It's straightforward to make a retirement budget that includes your standard monthly bills. It's much more difficult to factor in sudden or periodic purchases, taxes and inflation. Here are a few often forgotten details to factor into your retirement plan:
Will you need to support your parents or kids later on? The need to care for others in retirement could cause financial hardships. With kids taking increasingly longer to become financially independent, you might want to factor the likelihood of supporting three generations at the same time into your retirement budget. It's entirely possible your retirement plan will need to support six adults, plus your kids. Can your retirement finances handle that?
How does your family feel about you quitting your job? You may be ready to sit on the couch all day, but everybody else in your household needs to be ready for your retirement too. Have a talk with each family member to make sure everyone is on the same page in terms of what to expect when you are no longer bringing home a paycheck.
Are you retiring from your job or retiring to something else? There's a big difference between hating your job so much you want to leave and quitting because you just don't have the time to accomplish everything you love to do outside work. It may be hard to believe, but retiring isn't a perfect fit for everybody. Figure out why you want to retire in the first place before you pull the plug on your job, because sometimes it makes more sense to jump into another line of work instead.

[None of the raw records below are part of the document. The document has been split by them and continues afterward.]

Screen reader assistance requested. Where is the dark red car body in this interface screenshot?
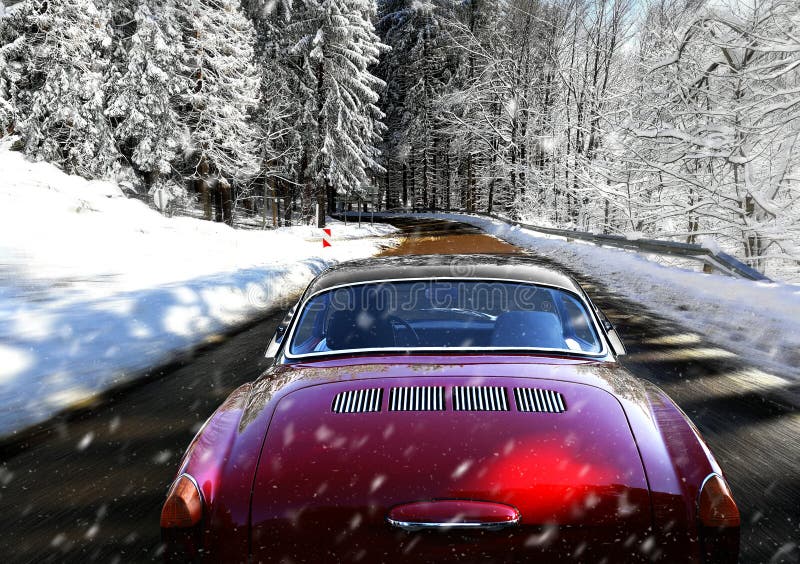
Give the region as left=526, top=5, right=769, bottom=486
left=164, top=258, right=739, bottom=562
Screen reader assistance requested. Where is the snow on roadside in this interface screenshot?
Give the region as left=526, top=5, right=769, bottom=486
left=396, top=214, right=800, bottom=379
left=0, top=142, right=395, bottom=437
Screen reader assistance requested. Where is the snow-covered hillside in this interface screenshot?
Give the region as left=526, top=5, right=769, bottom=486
left=0, top=142, right=394, bottom=436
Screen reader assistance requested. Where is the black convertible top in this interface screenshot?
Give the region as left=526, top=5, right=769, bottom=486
left=306, top=254, right=582, bottom=295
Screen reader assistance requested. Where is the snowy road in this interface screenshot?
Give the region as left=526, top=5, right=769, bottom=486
left=0, top=220, right=800, bottom=562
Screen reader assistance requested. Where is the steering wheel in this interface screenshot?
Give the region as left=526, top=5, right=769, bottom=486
left=386, top=315, right=422, bottom=346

Have you added infrequent but periodic purchases to your expenses? Big expenses you incur only once every few years are easily forgotten when making a retirement budget. But most appliances will eventually break and your roof, windows and car will need to be replaced. Make sure you add these costs to your estimated expenses.
How will inflation affect your lifestyle? Your spending likely won't be aligned with the official inflation rate, but make no mistake -- the cost of what you spend money on will trend upward throughout retirement unless you constantly look for ways to get more for less. Plan for this increase by having investments that tend to beat inflation, and continue to monitor your spending well into your golden years.

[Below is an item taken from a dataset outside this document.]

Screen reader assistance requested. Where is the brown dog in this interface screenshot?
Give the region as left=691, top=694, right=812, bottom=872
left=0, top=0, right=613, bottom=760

Does your plan take into account how taxes will affect your retirement income? Various sources of retirement income are taxed at different rates. Look at where you will draw money from, and how that income will be taxed. Also, remember to factor Social Security benefits and the various claiming options into your taxable income calculations. The best way to figure this out is to put the scenarios into a spreadsheet and make specific calculations so you know for sure which is the best deal.
Will your finances still be OK if you or your spouse dies prematurely? This is especially important for those relying on a spouse's Social Security or pension income. Find out exactly what happens if one of you dies, and how cash flow and income will be affected. The worst possible time to figure out your finances is when you suddenly lose that income in the time of grief.
Most retirees spend a long time preparing for their golden years. Take the time to factor these details into your retirement plan.